Biobanking with Big Data: A Need for Developing “Big Data Metrics”

Abstract

The term “big data” has often been used as an all-encompassing phrase for research that involves the use of large-scale data sets. However, the use of the term does little to signify the underlying complexity of definitions, of data sets, and of the requirements that need to be taken into consideration for sustainable research and the estimation of downstream impact. In particular, “big data” is frequently connected with biobanks and biobank networks as the institutions involved in tissue preservation are increasingly and perhaps unavoidably linked to the de facto preservation of information.

“Big data” is commonly defined as collections of data sets so large and complex that its manipulation and management present significant logistical challenges (Oxford English Dictionary, 2013). Within the sphere of clinically oriented research, the term is often synonymous to electronic patient records from large hospitals, clinical trials, and/or -omics-based consortia and their associated banked samples. These data can be structured or unstructured, generated from diverse sources (sometimes in real time), and in very large volumes.

“Big Data” and Biobanking

Despite the much anticipated revolution in healthcare, the path from big data to clinical impact for specific research questions remains unclear. Clinically oriented biobanks are important sources for the provision of research-ready tissue as well as associated data under best practices, as an added-value proposition to their users. However, they do face a dual harmonization bottleneck of analytical laboratory and of digital techniques (data collection, curation, and storage). Both of these aspects can affect directly the biobank utilization rates and long-term sustainability.

The data contained within biobanks can be generated upon sample collection and/or through the retrospective linkage to medical/research records within their respective healthcare/academic institutions, resulting in a transfer and storage of the additional information. This connection is usually achieved through the deterministic linkage of samples and data from within clinical records using a unique identifier, such as hospital number, and a “key” that connects it to a banked sample in a secure manner. In a similar process, -omics data, for example, can be added to the accompanying sample information. However, the lack of reliable metrics to characterize the outcome of this data accrual can potentially confound the impact of such efforts.

Time for “Big Data Metrics”

The continuous collection of information for banked samples from different sources can create a heterogeneous information repository, especially as different subsets from a biobank's collections are used for different purposes—producing and sometimes returning different data. Indeed such a situation can occur at a high rate and the most practical approach might be that of characterizing the data according to biobank “big data metrics.” The European Nucleotide Archive (ENA) provides a useful example, where the experience of the last 30 years has resulted in three tiers of data, divided simply into unprocessed, processed, and interpreted information. The existence of data norms and recording of parameters relate to each one of these tiers.

In biobanking, three central questions can form the core of such metrics: (i) the type of information (raw/processed), (ii) the depth of detail (number of set parameters, structured/unstructured), and (iii) the completion status of the data (using perhaps the definitions of Accuracy, Timeliness, Comparability, Usability, and Relevance as adopted by the Canadian Institute for Health Information, 2009, and the European Statistical System, 2003). These three parameters are universally understood, provide a comparative measure, and could be potentially implemented as metrics or at least investigated by biobanks as part of the extant diverse range of Laboratory Information Management Systems.
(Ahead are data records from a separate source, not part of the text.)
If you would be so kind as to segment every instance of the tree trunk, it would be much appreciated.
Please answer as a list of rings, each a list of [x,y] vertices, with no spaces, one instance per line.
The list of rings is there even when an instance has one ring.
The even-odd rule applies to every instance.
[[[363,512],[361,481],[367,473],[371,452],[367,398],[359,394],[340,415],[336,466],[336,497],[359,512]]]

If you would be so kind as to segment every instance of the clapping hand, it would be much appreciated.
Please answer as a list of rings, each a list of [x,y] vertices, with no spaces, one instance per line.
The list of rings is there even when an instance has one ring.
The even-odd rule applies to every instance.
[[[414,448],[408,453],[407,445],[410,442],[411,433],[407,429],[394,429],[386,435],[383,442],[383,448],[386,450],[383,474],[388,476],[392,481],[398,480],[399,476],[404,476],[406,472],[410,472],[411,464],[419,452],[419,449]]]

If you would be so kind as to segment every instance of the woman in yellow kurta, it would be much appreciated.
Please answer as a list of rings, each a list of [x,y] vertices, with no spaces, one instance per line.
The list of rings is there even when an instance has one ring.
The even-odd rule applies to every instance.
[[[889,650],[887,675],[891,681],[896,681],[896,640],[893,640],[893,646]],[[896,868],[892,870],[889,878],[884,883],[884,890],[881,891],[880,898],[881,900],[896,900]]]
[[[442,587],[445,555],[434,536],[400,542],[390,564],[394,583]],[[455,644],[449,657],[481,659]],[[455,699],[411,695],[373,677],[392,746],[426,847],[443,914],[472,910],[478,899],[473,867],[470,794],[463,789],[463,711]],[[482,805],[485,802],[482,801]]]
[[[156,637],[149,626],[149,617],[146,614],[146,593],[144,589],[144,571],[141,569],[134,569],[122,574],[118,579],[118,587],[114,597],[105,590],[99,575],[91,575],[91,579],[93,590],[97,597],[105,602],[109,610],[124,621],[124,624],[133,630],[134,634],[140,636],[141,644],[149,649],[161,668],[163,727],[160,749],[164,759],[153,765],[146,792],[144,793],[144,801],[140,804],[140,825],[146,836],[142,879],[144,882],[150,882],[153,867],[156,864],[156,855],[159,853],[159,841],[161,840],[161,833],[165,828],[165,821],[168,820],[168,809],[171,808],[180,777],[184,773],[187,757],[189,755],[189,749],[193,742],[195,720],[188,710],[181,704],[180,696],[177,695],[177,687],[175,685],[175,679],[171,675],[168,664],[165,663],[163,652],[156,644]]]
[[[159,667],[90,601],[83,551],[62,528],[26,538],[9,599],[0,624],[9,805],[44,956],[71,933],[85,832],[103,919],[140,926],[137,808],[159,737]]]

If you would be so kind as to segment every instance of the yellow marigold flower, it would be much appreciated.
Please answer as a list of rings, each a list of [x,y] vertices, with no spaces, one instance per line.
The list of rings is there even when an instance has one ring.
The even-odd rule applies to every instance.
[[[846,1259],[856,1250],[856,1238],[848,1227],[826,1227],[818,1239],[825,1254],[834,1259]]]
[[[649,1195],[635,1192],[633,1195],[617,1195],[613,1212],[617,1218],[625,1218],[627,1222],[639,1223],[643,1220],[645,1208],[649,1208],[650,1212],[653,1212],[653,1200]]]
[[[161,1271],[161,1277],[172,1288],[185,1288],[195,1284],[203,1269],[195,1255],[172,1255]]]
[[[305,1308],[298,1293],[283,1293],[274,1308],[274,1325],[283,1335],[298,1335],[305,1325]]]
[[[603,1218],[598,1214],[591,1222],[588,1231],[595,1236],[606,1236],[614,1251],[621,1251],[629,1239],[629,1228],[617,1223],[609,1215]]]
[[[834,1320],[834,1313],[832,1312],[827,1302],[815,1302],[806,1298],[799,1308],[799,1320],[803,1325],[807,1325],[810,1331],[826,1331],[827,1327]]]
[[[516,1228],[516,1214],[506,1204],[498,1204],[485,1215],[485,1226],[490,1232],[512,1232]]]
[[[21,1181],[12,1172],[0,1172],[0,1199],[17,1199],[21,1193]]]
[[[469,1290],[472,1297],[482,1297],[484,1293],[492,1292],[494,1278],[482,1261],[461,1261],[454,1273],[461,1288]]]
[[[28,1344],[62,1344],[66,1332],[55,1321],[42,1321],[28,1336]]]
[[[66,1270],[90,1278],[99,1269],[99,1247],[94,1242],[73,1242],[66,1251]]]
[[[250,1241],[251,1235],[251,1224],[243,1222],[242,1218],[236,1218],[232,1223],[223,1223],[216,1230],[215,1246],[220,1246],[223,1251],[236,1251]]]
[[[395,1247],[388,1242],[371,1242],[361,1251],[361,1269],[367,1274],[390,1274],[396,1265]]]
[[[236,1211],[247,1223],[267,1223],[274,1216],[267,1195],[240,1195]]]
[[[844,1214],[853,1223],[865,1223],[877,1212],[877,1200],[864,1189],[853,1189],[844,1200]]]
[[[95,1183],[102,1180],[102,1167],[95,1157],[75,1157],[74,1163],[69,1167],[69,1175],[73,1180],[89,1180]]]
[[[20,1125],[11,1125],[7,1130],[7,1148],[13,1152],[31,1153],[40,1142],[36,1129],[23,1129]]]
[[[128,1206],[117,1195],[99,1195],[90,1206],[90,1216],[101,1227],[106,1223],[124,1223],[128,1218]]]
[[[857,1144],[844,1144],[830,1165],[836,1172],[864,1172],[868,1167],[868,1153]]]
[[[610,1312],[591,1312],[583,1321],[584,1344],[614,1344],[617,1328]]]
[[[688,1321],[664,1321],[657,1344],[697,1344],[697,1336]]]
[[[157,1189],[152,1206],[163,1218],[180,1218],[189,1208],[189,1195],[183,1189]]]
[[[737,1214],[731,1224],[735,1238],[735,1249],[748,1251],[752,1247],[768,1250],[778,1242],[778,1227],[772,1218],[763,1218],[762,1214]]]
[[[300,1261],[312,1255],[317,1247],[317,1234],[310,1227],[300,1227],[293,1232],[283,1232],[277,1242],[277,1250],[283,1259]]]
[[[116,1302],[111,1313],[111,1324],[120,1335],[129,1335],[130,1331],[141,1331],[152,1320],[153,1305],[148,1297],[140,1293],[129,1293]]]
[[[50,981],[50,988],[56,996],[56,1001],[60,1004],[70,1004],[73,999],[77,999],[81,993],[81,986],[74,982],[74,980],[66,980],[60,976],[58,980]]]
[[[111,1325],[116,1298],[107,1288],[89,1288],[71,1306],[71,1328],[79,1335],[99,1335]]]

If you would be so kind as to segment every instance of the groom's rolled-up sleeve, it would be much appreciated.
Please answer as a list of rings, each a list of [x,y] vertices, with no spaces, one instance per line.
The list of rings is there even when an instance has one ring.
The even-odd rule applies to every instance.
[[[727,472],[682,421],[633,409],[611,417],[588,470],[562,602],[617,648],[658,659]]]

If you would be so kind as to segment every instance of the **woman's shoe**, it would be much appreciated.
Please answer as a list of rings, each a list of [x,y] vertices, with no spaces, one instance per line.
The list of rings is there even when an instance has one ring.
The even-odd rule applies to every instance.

The adoption of such descriptive “big data” metrics in biobanking could ease the difficulties of managing the expanding sets of deposited information alongside physically banked samples. In addition as biobanking networks continue to develop shared platform infrastructures (e.g., the EuPA Biobank Initiative), the characterization of the information already contained within their individual collections becomes an imperative prerequisite to a potential combination and subsequent reconciliation of data from different sources.

It Is the Tool, Not the Solution

“Big data metrics”—when developed—will become a tool for the management of biobanking growth, not necessarily a solution. The speed with which biobanks have to deal with and assimilate technological change is considerable and frequently with significant associated costs. The addition of another tool, however useful, might also conceal additional costs and might need supporting evidence before any wide adoption considerations. These costs could be addressed by major research initiatives, such as the recent Big Data to Knowledge program established by the National Institutes of Health (2012), as well as the community-wide interactions fostered by organizations such as the International Society for Biological and Environmental Repositories, the European, Middle Eastern & African Society for Biopreservation & Biobanking, and others. The inclusion of relevant expertise from the pharmaceutical industry in handling large data sets, from their clinical trials, for example, is likely to be critical in the development, standardization, and adoption of big data metrics in biobanking.

The consistent aim of any such metrics development remains the more efficient characterization and management of increasing and different amounts of data being deposited in biobanks globally. As such, any “big data metrics” would need to adhere to the customary requirements for reproducibility, transferability, scalability, and perhaps flexibility—allowing some customization according to local needs. The outcome is hoped to be the ability of biobanks to carry on describing themselves well in the future and able to cope with future demands, in terms of the information they contain, and from a user perspective, the ability to locate the relevant information alongside appropriate banked samples for research purposes.